My name's Mr Grix. My colleague and I are enforcement agents.
-It's do with a High Court order.
-They work for the High Court.
And if it says you're owed money, it's their job to go and get it.
I'm here for £6,072.18.
They can demand payment on the spot.
I'm here for the full balance.
How are you going to pay it?
Or remove assets instead.
The car will be going unless you can pay it.
You'll have a week to pay in full before it gets sold at auction.
Obstructing their work can be a criminal offence.
I wouldn't do that if I were you.
The door needs to stay open.
Every year in England and Wales,
unpaid debts totalling more than £80 million
are recovered by the sheriffs.
Coming up, a repair to Tony Grace's pride and joy wasn't up to scratch.
I felt angry that they'd not done the job properly.
But will the sheriffs be able to find enough assets
to get his money back?
This is a remapping device.
About £3,000 or £4,000 brand-new.
And the sheriffs face resistance on a factory floor.
-Can you move?
-On a commercial property,
we can force entry if we need to, sir.
-It's a court order, sir.
-But you ain't got to come in.
Enforcement agents Lawrence Grix and Kev McNally are on the road.
They're heading to Bishops Stortford in Hertfordshire
with a writ against a car garage.
There is no doubt that the motoring trade is a common cause
of disputes, and, as a result,
it provides a steady stream of work for the sheriffs.
Today's debtor though is not the normal, run-of-the-mill garage
and the vehicle at the centre of the dispute is no everyday car.
We're going to see Porsche Dynamics Ltd.
The money they owe is £1,658
and the debt is relating to some work they did.
It's actually for a gearbox gasket replacement.
The claimant in the case is heating engineer Tony Grace,
a lifelong Porsche enthusiast,
and the proud owner of a dolphin grey model.
I've always had Porsches.
I've always had a passion for them.
I like the engine in the back and the sound of them.
They're not overstated, the Porsches,
but the 996 Turbo, it's the best one out of all of them.
It's such a fast car and good fun, you know.
But even the finest engineering isn't without its flaws,
and one day, Tony discovered his beloved car
had sprung a leak in its gearbox.
I noticed patches of oil on my drive and I thought, you know,
I don't want to leave it because, obviously,
it would damage the gearbox.
So he looked around for a suitable specialist and someone he knew
recommended Porsche Dynamics Ltd.
The man said the garage could fix the problem and charged Tony £700,
but it didn't seem to make any difference.
I kept taking it back and forward.
I don't know whether they misdiagnosed it,
but every time I got it back, it was leaking.

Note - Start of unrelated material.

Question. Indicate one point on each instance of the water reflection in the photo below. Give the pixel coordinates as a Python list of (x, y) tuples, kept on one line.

So, in the end, I took it to a garage.
I got it up on the ramp, and when I looked,
they'd used a sealant on it and it was probably about six inches long,
and I thought, you can't do that on a car like that!
Tony's final confirmation that he hadn't got the service he'd paid for
came when the second garage made the repair he'd requested all along.

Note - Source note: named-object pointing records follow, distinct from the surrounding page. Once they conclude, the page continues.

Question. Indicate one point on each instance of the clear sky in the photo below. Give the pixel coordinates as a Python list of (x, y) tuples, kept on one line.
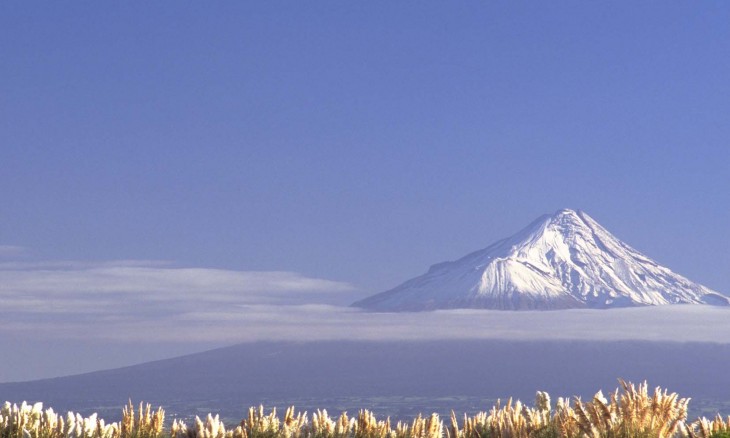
[(345, 146)]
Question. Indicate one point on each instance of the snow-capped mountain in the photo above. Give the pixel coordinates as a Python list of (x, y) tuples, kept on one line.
[(564, 260)]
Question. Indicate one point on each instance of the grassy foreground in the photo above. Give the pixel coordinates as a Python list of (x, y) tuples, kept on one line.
[(631, 411)]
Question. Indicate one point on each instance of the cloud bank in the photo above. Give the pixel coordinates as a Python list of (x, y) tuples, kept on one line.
[(150, 301)]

He changed the gasket within five hours.
He'd done a really good job and, touch wood,
I've never had a problem with it.
Tony got in touch with Porsche Dynamics Ltd to complain,
and initially, it sounded like they were keen
to get the matter resolved.
He said, "Oh, yeah. We'll give you your money back."
So he didn't argue at first.
But this went on for weeks and weeks.
In the end, I had no alternative but to sort of take it further.
Tony took the company to court
and won his case when they didn't offer a defence.
They haven't paid.
Now he's escalated the case to the sheriffs.
Yes. It's been over a year now, and the sheriffs are my last resort.
If they don't get nowhere, I'll just have to accept it.
Lawrence and Kev are on their way to the debtor garage
and it seems they and Tony have a lot in common.
Rather than tactics,
the top conversational topic is the finer points of Porsche.
I had one a few years ago, now.
I had it for a long time. I loved it.
Never had any drama with it.
Did everything pretty well.
It was a good car. I enjoyed it.
If I had had the money, I would have had one when I was younger.
I probably wouldn't now, to be honest.
I'm getting to the time of life where I don't want to be
getting down onto the level of a tea tray to get into my car.
The sheriffs arrive at the industrial estate
they're looking for and the debtor company isn't hard to spot.
-There it is.
-The Porsche was a bit of a giveaway.
That's how I roll.
Like a ninja.
The sheriffs head inside in search of £1,600.
-Are you the guvnor?
-No, I'm not. He's in there.
-Oh, is he?
My name's Mr Grix. My colleague and I are enforcement agents.
We're here with a High Court writ of control against Porsche Dynamics Ltd
in favour of Mr AJ Grace.
-We're ordered here today by the court to take control
of goods to the value of £1,658.02 to clear this debt.
The only way to prevent further action is to pay in full.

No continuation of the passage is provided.